2020, by Shuzo Oshimi

Shuzo Oshimi is a top-shelf manga creator in my book, to the point that the pitch “Oshimi does dysfunctional suburban family” sends shivers up my spine. In this series and several others, there’s a vague dread over something horrible that is about to happen, and even when it does, you’re never sure when the next shockwave will hit or if there will be more collateral damage. Oshimi is able to steal more breath with a character’s facial expression than a hundred jumpscares. A loyal only child versus his controlling mother… who will crack beyond redemption first? What happy ending could possibly divide or reunite them? Who will be irreversibly damaged from getting between them?
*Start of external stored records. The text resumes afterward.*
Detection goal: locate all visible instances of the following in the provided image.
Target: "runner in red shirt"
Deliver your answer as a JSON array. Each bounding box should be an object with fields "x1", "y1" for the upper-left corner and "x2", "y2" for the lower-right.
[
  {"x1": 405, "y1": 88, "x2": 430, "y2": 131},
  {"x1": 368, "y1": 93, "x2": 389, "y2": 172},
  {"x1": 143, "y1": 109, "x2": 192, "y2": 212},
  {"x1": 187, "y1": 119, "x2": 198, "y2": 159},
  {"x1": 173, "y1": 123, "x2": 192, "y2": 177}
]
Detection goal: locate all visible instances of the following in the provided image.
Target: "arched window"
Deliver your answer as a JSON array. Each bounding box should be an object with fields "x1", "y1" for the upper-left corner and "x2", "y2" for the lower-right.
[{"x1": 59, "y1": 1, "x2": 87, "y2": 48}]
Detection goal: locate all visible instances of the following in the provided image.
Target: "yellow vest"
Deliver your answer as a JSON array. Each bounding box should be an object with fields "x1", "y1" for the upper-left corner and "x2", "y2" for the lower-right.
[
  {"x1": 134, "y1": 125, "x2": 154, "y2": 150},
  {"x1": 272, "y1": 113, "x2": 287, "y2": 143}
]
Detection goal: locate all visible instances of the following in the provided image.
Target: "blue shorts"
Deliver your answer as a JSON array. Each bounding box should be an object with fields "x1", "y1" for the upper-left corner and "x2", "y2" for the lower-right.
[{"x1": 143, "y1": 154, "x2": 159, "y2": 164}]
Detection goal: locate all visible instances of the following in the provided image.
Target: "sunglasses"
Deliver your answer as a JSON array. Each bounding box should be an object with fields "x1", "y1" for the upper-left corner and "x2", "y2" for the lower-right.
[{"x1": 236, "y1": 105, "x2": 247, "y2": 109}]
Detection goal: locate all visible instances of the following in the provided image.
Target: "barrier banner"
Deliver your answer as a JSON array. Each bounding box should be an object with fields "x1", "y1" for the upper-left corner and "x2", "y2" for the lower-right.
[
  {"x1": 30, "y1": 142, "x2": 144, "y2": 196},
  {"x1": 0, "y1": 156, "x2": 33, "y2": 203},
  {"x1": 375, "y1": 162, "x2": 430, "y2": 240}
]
Look into these characters’ eyes and see there’s no safe landing. Have a nice fall.

Incredible Doom

2021, by Matthew Bogart + Jesse Holden

When people look back on the evolution of the internet of the 1990s, they might gawk in disbelief at the slow, chunky hardware. An undeniable truth lives in those boxy appliances, though: people who ached for connection actually found some. Today’s group chat or private messaging was… yesterday’s group chat or private messaging. The teenagers of Incredible Doom are facing parental abuse, bullying, and isolation, ills that are immediately wiped clear in the light of an honest, anonymous friendship with a username in a box. Everyone wants a friend within walking distance. Typing distance sometimes has to do, until that magic moment when someone who seemed like an imaginary ally against your issues turns out to be flesh and blood. Matthew Bogart and Jesse Holden respect the power of that moment and knows it transcends decades.